The pass laws represented one of apartheid South Africa’s most inhuman pieces of legislation that were designed to give the Afrikaaner regime unlimited time at the helm in the country’s political system. This was aided by a tailor-made police control system. 

The involvement of the police in all aspects of South African life was meant to fortify the apartheid system. 

“Around the police block the stream swirled against the dam of blue uniforms and the jerking flash lights, then slowly trickled through accompanied by shouts and curses. Lunchboxes, bundles, bags were being searched, papers examined.” (p66) 

The police block in itself is a restrictive measure, which also confirms the suspicion the system had in the population. These are people who are coming back from work and desirous of a rest so that they prepare for the next day.

Despite the fact that almost every citizen wants the oppressive pass law discarded, the system sees it as one of its numerous survival strategies. 

“In the Township the word had gone around for the surrender or destruction of all passes that day. The passes would be taken to the White man’s police station and dumped there.” (p101)

The people’s determination against an unjust law is evident here.

The apartheid system was determined to extend its life-span even if it meant at the expense of spilling innocent blood.

“Then for some reason or another, a policeman shot into the noise. The sound of the shot was almost lost in the chanting, the singing, the laughter.” (p104)

The characters slain in this moment of madness are not identified by name. 

There is the Washerwoman, the Outlaw, the Bicycle Messenger and the Child, among others. These become typical and represent some of the most common people in this society.

Their deaths are pathetic but descriptions of their demise remain vivid.

The Washerwoman’s “femoral arteries in the comfortable thighs had been torn through” while the Child “lay on her face and there seemed hardly a mark on her except when she was turned over and they saw the exit hole the heavy slug had made on her meagre chest”. 

The Bicycle Messenger “sprawled jointlessly over his fallen cycle which he had refused to abandon in flight, his flesh burst open, his spine shattered and his splintered ribs thrust into heart and lungs”. (p105) 

So brutal were the police that they had used live ammunition at defenceless civilians. At the end of the book, there is a lot of optimism the struggle will thrive. 

La Guma was born in Cape Town in 1925 to parents who were very active in political and labour issues. 

As a result, he grew up aware of the political and socio-economic contradictions of his society. 

He was harassed repeatedly by South Africa’s apartheid government and was forced to emigrate to England in 1966. La Guma died in Cuba on October 11, 1985.

Nothing lasts forever.
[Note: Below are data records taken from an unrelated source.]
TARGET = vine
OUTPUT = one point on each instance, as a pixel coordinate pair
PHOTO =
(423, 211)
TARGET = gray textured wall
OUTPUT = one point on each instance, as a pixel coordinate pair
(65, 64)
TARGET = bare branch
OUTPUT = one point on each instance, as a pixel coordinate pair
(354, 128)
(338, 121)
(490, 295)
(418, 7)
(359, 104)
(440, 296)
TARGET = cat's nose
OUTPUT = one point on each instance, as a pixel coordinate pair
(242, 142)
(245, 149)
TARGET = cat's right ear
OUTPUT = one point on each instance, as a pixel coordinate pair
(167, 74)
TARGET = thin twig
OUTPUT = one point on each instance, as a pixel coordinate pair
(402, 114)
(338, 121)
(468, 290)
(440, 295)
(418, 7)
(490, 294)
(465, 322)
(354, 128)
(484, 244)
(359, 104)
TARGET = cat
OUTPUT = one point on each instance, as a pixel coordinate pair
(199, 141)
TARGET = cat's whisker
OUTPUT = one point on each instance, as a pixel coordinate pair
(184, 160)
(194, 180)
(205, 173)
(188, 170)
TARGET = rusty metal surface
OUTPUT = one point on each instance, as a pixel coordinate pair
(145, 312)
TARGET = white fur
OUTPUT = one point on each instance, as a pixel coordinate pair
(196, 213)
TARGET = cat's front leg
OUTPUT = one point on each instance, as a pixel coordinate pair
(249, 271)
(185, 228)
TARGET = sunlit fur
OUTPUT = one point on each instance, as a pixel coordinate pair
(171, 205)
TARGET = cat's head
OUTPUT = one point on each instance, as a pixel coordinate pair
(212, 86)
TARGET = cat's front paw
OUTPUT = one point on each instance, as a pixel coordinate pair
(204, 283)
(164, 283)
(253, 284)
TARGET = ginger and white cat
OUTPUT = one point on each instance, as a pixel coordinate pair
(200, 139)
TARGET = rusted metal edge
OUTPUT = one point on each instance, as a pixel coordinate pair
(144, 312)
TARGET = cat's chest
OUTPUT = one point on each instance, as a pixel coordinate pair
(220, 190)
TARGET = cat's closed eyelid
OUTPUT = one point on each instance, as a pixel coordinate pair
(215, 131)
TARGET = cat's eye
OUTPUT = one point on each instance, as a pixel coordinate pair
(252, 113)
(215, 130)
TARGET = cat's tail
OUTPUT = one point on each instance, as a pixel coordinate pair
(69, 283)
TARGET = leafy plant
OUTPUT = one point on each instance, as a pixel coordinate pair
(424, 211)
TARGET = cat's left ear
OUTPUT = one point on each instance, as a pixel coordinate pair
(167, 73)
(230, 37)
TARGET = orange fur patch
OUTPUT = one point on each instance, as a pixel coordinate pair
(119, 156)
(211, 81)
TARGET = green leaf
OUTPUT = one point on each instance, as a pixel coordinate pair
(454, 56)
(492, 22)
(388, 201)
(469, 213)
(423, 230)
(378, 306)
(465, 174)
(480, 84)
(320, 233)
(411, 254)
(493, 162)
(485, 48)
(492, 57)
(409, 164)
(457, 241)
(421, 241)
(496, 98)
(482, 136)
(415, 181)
Apartheid finally caved in, leading to the independence of South Africa in 1994. It is a pity La Guma and several of his departed colleagues did not live to see their country’s independence. 

However, there is a stunning resemblance between La Guma and the major character, Beukes and this is the reason why the book has been widely referred to as an autobiography.

For most readers, In the Fog of the Season’s End is indeed a treasure one would aspire to personally have on their bookshelf.